Let’s discuss the 3 main benefits of zinc:

1. Improving your immune system 

Your body needs zinc to activate your T cells, according to the European Journal of Immunology.

Your body uses T cells in two ways:

  1. To control and regulate immune responses
  2. To attack infected or cancerous cells

And this has never been more important as COVID-19 is still circulating through the country. James A. Robb, an MD, a pathologist, and molecular virologist at the University of Colorado School of Medicine wrote the following in an email to his colleagues:

“In my experience as a virologist and pathologist, zinc will inhibit the replication of many viruses, including coronaviruses. I expect COVID-19 will be inhibited similarly, but I have no direct experimental support for this claim.” 

Remember, COVID-19 is simply a type of coronavirus like the common cold is and there’s no direct evidence it will inhibit COVID-19 symptoms similarly. But most of the deaths of COVID-19 have been due to immunocompromised people falling ill. Zinc is one of the best minerals for improving your overall immune system, especially in elderly adults.

Now let’s circle back to a point I made above…

2. Zinc looks promising at halting (and potentially preventing) cancer cell growth

Before I start on this one, a quick disclaimer:

There hasn’t been enough research into zinc as a way to halt or prevent cancer. However, there are some studies that show promise in this regard.

Here’s an excerpt from the Indian Journal of Medical Research:

“A large body of evidence suggests that a significant percentage of deaths resulting from cancer could be avoided through greater attention to proper and adequate nutrition.
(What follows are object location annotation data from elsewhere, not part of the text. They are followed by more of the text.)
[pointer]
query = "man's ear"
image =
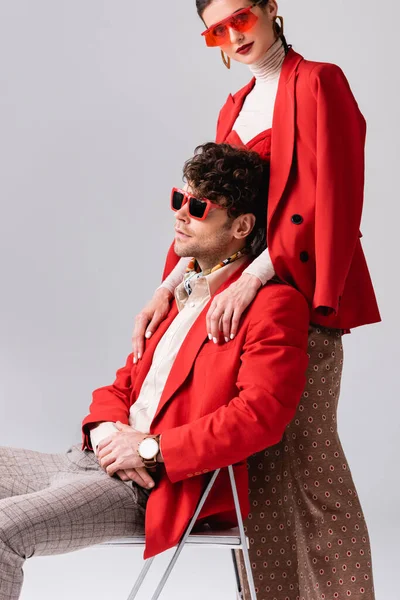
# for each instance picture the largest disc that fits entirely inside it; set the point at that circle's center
(243, 225)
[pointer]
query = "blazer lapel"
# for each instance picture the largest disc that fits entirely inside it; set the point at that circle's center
(189, 350)
(283, 131)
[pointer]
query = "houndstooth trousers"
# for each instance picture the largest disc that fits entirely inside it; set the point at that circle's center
(57, 503)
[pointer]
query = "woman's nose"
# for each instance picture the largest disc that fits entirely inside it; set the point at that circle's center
(235, 36)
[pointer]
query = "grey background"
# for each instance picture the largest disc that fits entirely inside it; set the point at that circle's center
(100, 103)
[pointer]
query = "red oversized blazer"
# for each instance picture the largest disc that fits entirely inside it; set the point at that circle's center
(316, 191)
(221, 403)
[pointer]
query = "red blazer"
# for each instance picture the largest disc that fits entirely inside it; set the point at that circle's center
(317, 177)
(221, 403)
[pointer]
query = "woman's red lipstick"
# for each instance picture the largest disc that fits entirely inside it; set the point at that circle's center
(245, 49)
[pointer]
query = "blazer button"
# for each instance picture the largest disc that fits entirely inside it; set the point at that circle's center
(304, 256)
(297, 219)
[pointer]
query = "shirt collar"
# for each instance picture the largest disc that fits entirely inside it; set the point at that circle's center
(205, 286)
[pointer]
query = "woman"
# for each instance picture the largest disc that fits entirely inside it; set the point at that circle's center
(308, 537)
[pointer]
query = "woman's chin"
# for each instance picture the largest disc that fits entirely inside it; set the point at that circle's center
(248, 59)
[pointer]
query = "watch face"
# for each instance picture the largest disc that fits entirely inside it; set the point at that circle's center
(148, 448)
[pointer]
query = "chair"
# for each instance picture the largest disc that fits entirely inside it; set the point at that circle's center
(231, 538)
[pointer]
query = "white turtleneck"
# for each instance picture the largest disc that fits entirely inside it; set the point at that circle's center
(258, 108)
(255, 117)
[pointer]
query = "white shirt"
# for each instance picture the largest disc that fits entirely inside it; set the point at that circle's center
(143, 410)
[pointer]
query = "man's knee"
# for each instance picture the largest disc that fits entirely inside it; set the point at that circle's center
(16, 529)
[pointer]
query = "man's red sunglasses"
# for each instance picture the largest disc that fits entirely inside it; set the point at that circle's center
(242, 20)
(198, 209)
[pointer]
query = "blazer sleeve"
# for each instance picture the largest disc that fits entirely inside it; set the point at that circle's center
(110, 403)
(340, 142)
(270, 382)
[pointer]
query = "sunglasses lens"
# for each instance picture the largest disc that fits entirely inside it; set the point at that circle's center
(197, 208)
(219, 35)
(177, 200)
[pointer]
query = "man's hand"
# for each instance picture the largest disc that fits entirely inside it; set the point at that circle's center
(140, 476)
(118, 452)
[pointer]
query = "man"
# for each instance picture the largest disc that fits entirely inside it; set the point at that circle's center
(189, 406)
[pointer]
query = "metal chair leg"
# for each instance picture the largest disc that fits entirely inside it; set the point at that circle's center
(239, 594)
(184, 537)
(246, 557)
(140, 579)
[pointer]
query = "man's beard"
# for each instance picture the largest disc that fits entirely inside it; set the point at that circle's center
(208, 255)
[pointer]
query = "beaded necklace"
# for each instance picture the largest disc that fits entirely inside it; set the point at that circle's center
(193, 270)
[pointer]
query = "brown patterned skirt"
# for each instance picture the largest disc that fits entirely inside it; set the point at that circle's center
(308, 537)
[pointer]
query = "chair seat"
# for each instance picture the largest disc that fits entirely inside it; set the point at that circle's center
(227, 538)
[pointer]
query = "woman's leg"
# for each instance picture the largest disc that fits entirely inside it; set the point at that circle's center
(308, 536)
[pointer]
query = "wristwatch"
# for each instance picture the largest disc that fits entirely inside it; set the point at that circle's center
(148, 449)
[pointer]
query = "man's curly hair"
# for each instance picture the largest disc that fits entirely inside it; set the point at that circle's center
(235, 178)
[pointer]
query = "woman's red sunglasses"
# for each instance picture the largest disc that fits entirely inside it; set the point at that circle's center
(198, 209)
(242, 20)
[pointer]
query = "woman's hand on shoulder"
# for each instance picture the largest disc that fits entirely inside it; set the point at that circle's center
(228, 306)
(148, 320)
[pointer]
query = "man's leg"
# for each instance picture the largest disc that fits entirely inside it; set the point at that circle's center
(79, 505)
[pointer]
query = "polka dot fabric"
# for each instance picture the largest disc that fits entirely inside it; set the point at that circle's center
(308, 537)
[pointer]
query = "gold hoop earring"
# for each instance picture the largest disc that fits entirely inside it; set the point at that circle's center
(278, 26)
(226, 60)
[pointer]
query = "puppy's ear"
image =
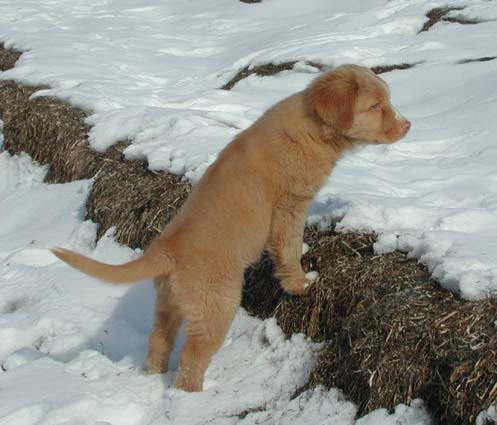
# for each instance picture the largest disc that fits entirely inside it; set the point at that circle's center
(332, 97)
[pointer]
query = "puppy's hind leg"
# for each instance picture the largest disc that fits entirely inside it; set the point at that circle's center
(167, 322)
(211, 319)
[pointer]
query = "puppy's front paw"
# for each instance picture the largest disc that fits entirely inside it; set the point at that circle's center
(311, 277)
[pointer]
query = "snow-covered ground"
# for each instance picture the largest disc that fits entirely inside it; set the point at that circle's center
(150, 72)
(72, 349)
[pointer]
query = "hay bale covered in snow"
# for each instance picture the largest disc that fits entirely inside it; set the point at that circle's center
(125, 194)
(392, 334)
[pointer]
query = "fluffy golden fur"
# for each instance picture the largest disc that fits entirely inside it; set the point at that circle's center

Although many dietary compounds have been suggested to contribute in the prevention of cancer, yet there is a strong evidence to support the fact that zinc, a key constituent or cofactor of over 300 mammalian enzymes, may be of particular importance in host defense against the initiation and progression of cancer.” 

The study goes on to say:

“Zinc deficiency and cell mediated immune dysfunctions were frequently present in patients with head and neck cancer and zinc deficiency was associated with an increased tumour size and the overall stage of the cancer… (T)he overwhelming clinical evidence provides a compelling rational basis…(t)hat zinc could be efficacious in the prevention and treatment of prostate cancer.” 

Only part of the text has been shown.